Emerson nodded. “I checked the FAA website. There haven’t been any inbound flights landing at Bradshaw in the past forty-eight hours. Of course, they might not have filed a flight plan.”

“The entire base has been buried in the inversion layer under thick cloud cover for the past three days,” Alani said. “Visibility is zero and, as far as I know, there haven’t been any inbound or outbound flights. This is an entirely different weather system from Kona.”

“Perfect. All we have to do is wait for the bad guys to arrive and use our telescope to track them to their secret lair, all from the safety of our first-class accommodations at the Onizuka.”

“It’s a moldy, cramped room with four bunk beds and the combined stench of a thousand dirty, tired scientists,” Alani said.

“Then we’ll do it from the safety of our barely-third-class accommodations,” Emerson said. “The plan is still sound, even if it doesn’t smell the best.”

Riley raised her hand. “Except for one small detail.

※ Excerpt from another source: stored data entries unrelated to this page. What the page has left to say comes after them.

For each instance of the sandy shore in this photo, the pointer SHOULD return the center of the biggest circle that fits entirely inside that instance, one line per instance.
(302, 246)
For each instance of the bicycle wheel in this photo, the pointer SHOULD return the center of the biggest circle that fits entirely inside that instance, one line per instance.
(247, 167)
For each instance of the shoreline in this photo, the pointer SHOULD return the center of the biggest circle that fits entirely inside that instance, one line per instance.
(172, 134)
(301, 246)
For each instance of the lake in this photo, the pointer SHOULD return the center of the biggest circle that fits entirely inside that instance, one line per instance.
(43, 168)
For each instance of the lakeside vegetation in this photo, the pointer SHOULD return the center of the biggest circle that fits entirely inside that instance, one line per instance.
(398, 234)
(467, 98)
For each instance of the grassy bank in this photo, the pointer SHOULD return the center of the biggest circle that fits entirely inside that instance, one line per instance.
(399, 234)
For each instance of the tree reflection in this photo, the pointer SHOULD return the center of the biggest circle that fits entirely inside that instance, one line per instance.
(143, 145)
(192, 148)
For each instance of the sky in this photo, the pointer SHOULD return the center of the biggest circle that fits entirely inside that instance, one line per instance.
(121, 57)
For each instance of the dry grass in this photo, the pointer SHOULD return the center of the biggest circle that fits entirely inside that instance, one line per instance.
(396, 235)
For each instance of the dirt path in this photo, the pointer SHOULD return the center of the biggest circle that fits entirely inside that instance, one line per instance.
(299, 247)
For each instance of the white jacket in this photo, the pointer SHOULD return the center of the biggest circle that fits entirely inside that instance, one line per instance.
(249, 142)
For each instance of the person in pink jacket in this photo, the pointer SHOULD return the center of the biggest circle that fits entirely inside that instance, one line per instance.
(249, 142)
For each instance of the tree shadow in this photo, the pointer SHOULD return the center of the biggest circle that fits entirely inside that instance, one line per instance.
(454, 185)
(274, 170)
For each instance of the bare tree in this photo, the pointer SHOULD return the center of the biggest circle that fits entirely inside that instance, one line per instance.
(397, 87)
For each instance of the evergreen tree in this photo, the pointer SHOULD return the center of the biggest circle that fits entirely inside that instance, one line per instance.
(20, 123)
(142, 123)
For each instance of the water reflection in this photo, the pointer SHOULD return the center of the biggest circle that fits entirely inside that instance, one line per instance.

What do you intend to do after you find out where they’ve taken the Penning trap?”

“ ‘Penning trap’?” Alani asked.

“I’ll explain it all later,” Emerson said. “It’s complicated and barely believable.”

“About the plan,” Riley said.

Emerson rocked back on his heels. “It’s a bit fluid at the moment.”

Riley narrowed her eyes. “Fluid?”

“Trust me. What could possibly go wrong?”